Online Reputation Management: Listening May Have Prevented United Crisis

When Canadian singer Dave Carroll boarded a United Airlines flight, he faced a musician’s worst nightmare: Baggage handlers broke his Taylor acoustic guitar. After a year of failed attempts of trying to get some compensation from United, Carroll used his singing skills to finally get noticed. Carroll’s YouTube video “United Breaks Guitars” has received over 14 million views, and its immense popularity created a crisis situation for United Airlines. Today, many online reputation managers use “United Breaks Guitars” as a case study for how a brand should respond in a similar situation.

If I were United’s Online Reputation Manager and Carroll had reached out to me via social media, I would have responded to his complaint immediately. A timely and compassionate response can often turn the tide in a social media complaint.

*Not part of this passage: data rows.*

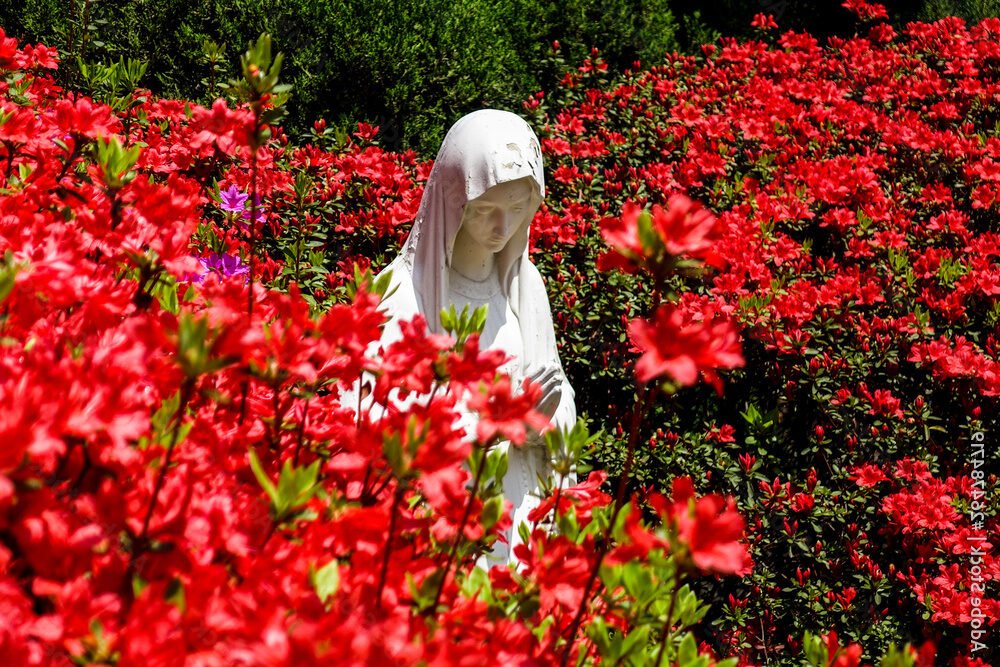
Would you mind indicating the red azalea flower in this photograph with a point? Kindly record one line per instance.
(682, 351)
(505, 414)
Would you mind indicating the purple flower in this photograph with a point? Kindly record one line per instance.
(258, 211)
(225, 265)
(232, 199)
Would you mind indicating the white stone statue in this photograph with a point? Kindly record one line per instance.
(469, 247)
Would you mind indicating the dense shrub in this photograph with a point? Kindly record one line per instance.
(853, 241)
(855, 180)
(409, 67)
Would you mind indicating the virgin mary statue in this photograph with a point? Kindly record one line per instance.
(469, 247)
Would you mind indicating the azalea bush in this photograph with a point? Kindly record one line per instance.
(854, 189)
(182, 480)
(776, 307)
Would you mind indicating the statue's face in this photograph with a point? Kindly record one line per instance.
(492, 218)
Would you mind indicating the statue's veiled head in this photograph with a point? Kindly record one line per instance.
(482, 150)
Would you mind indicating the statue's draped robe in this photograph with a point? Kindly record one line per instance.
(483, 149)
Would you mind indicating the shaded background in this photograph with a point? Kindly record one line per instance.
(412, 67)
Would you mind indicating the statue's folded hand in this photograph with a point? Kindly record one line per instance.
(550, 379)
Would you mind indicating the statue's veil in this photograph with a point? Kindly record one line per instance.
(481, 150)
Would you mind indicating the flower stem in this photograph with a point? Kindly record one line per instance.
(397, 498)
(605, 545)
(186, 391)
(461, 528)
(667, 624)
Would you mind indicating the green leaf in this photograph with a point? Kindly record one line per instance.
(326, 580)
(262, 478)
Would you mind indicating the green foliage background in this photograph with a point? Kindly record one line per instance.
(412, 67)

Many times customers just want to feel like they have been acknowledged, so a response could prevent a complaint from turning into a full-blown crisis. It’s important to have a time frame for social media responses in place. It maybe different for every company, but for an airline, I would expect a customer to have a response within a couple hours of making a complaint or inquiry.

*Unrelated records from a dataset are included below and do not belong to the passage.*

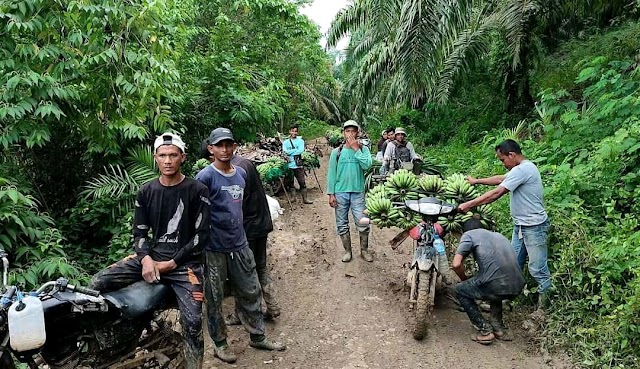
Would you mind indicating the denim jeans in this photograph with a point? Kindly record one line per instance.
(469, 291)
(355, 202)
(532, 241)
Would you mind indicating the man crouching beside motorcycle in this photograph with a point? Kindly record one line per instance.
(176, 210)
(498, 278)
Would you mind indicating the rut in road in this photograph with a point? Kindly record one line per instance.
(355, 315)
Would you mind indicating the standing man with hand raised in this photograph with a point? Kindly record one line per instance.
(345, 187)
(294, 147)
(176, 210)
(531, 223)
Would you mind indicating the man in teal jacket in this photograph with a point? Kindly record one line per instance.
(294, 147)
(345, 187)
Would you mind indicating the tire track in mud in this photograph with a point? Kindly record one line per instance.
(355, 315)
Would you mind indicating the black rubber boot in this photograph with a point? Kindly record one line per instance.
(346, 243)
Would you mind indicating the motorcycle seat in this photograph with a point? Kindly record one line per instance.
(430, 206)
(140, 298)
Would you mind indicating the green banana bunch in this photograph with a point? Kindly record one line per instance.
(271, 170)
(456, 186)
(402, 185)
(385, 219)
(449, 224)
(310, 160)
(431, 184)
(378, 189)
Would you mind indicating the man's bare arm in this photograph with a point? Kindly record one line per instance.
(458, 267)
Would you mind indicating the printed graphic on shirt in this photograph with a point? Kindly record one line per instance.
(235, 191)
(172, 228)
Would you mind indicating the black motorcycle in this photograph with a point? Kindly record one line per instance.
(87, 329)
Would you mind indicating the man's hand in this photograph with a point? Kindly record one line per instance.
(353, 143)
(464, 207)
(333, 202)
(165, 266)
(150, 272)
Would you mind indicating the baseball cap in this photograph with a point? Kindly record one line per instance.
(169, 138)
(350, 123)
(220, 134)
(400, 130)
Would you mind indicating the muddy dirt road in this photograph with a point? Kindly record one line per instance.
(355, 315)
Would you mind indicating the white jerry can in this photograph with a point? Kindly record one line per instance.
(26, 324)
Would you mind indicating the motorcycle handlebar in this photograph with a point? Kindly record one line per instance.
(85, 290)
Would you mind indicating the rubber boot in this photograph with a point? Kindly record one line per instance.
(364, 247)
(305, 196)
(346, 243)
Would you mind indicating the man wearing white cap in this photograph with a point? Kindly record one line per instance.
(345, 187)
(176, 210)
(399, 153)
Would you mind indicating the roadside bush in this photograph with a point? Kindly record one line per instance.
(588, 153)
(35, 246)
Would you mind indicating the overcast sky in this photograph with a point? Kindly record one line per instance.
(322, 12)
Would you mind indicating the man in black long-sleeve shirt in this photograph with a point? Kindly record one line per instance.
(176, 210)
(257, 225)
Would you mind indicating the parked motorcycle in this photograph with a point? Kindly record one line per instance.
(65, 326)
(428, 265)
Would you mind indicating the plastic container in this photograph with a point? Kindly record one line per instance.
(438, 243)
(26, 324)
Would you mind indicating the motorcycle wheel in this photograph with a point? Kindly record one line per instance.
(6, 360)
(424, 303)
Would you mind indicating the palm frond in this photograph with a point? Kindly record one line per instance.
(114, 183)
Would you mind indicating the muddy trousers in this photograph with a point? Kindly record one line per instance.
(259, 249)
(240, 269)
(186, 282)
(469, 291)
(299, 174)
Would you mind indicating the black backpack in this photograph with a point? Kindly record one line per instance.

United Breaks Guitars, online reputation management, social media, Crisis management, United Airlines

Even if Carroll had taken to other methods of communication and I was unaware of his complaint until the YouTube video was produced, I would have used social media listening tools (Google Alerts) so I would have known that a complaint was out there. Once again, if United had been listening and responded to the video in a timely fashion, some of the backlash may have been avoided.

If I wasn’t using social listening tools and was completely blindsided by Carroll’s video, then I would go into crisis management mode. I would start by releasing a press release apologizing to Carroll that his complaint hadn’t been resolved. I would iterate that his experience with United was not the typical customer experience and it wasn’t the standard of customer satisfaction that United hoped to achieve. I would then assure Carroll and all other customers that their satisfaction was important to the United brand, and the brand would do everything in its power to rectify the situation. I would share a link to the press release on all of United’s social media pages.

After releasing the press release, I would create a YouTube video in response to Carroll’s video. Once again, I would apologize for his negative experience and say that it’s not the typical United experience. A simple apology and acknowledging mistakes can make a brand appear more human, and can prevent fallout from a crisis scenario. I would also highlight what the brand strives to provide in terms of customer experience to put a positive light back on the brand. Finally, I would let Carroll and all other customers know how we planned to rectify the situation. This transparency goes a long ways with customers.

Great customer service doesn’t stop after the initial response. I would check in with Carroll via social media to make sure the situation had been resolved. These continued interactions show your customers that their service and happiness really is important to the brand. Had United followed these steps, some of the crisis fallout could have been avoided.